1. Show up. Imagine the team practicing on the field and the coaches staying in their office, managing emails and sitting in meetings? How many hours per week do you find yourself where the value-added work is being done, coaching people? People want to get caught doing what they think YOU think is important. The more often you show up, the more likely people will share problems with you. Which is a good thing! If you only show up very other Shrove Tuesday, the interaction will be superficial: "How are things going?" GREAT! "How bout them Mets?" "Particularly nasty weather we're experiencing, eh?" (Talk about non-value added). The more you show up, the more you will understand how to help them see and solve problems.
2. Ask open ended questions. This is one way to show respect. One of the most under-rated parts of "going to the GEMBA" is by showing up with the intention of learning the truth from the people who really know. By asking open ended questions ("humble inquiry") we are inviting people to help us understand what is really going on. When we show up on the practice field as coaches, we don't go blindfolded, do we?
3. Listen aggressively. Another very hard skill to master. It takes practice and sometimes years to master. Do you ever catch yourself nodding your head like a bobble-head, thinking about what you will say after the other person finishes talking? The opposite of ownership is employee-ism. That is where people believe "they just work here?" It comes from a sense of hopelessness because they believe nobody listens to them anyway.

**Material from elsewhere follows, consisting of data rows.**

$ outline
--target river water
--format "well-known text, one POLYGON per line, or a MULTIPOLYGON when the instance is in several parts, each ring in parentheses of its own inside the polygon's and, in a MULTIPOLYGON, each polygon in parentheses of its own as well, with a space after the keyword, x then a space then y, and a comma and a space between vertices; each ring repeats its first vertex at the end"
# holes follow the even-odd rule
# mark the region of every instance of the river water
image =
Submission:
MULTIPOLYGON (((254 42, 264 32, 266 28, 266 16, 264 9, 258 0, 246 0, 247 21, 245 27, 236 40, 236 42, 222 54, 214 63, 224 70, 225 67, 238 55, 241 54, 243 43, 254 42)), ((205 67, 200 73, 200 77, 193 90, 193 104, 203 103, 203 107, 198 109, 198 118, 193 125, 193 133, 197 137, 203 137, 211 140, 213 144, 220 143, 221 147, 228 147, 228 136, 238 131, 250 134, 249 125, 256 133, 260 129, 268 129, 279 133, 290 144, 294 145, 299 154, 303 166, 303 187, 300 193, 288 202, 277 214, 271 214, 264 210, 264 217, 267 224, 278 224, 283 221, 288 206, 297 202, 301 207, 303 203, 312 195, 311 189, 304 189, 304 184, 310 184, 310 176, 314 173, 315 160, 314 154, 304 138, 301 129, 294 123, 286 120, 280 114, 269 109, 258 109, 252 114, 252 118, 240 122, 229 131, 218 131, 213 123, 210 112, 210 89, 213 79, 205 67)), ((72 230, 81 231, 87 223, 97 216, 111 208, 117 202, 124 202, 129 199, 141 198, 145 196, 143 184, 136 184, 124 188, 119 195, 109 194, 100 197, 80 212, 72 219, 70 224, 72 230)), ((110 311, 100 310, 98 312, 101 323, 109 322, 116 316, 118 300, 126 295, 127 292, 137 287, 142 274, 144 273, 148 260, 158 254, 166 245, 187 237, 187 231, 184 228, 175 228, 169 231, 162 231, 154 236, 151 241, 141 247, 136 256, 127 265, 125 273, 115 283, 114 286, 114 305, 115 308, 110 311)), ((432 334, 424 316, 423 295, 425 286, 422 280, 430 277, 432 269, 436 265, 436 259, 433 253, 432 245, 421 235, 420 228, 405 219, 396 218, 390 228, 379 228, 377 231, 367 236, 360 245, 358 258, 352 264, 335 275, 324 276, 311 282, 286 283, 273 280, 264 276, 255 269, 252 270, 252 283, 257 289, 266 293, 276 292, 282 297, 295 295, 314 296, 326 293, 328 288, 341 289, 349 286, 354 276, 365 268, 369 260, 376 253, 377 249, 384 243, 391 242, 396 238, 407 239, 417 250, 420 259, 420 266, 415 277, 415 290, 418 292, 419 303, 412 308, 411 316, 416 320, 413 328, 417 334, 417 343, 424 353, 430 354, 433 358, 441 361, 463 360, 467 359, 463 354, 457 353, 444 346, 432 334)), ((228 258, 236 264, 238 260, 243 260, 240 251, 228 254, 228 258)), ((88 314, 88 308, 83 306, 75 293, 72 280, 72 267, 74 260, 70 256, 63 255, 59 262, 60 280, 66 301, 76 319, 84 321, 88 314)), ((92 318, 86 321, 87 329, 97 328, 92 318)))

4. Figure out a way to have fun. Life is short, Give people opportunities to work on teams to problem solve. Why? Because it is fun!!! Ever notice how teams that win the most seem to be having the most fun?

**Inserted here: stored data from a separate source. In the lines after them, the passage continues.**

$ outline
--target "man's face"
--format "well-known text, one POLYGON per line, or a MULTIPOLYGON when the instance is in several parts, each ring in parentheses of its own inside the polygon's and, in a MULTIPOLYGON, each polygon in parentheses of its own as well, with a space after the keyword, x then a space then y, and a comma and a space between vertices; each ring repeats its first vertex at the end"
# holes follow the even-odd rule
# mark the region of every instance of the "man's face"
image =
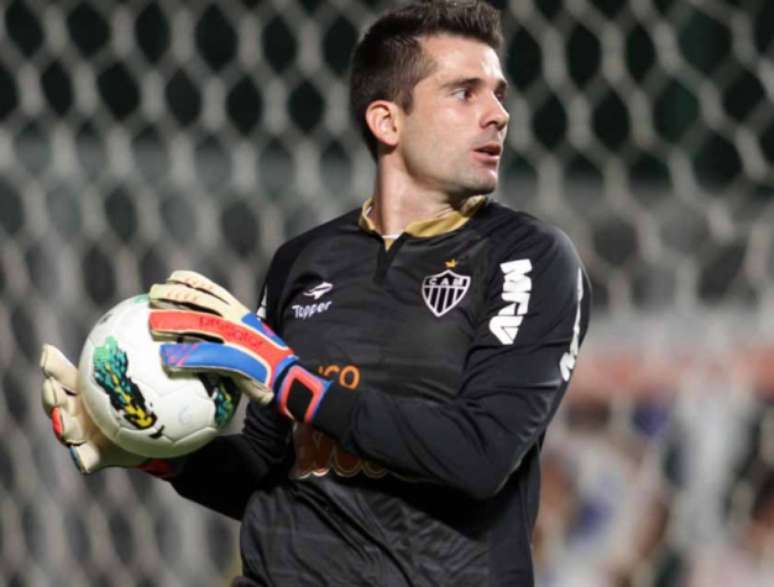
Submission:
POLYGON ((480 41, 426 37, 425 56, 435 67, 413 92, 397 149, 418 186, 453 197, 497 187, 508 127, 506 81, 497 53, 480 41))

5. Show gratitude. One of the advantages of showing up (going to GEMBA) is you will find yourself in the presence of people who are smart and care about your company as much as you do. In the words of John Wooden (legendary UCLA basketball coach, "Seek opportunities to show you care. The smallest gestures often make the biggest difference."
Managers maintain the status quo. Good coaches take teams to places they never dreamed they could go. THAT is the value-added work of leaders!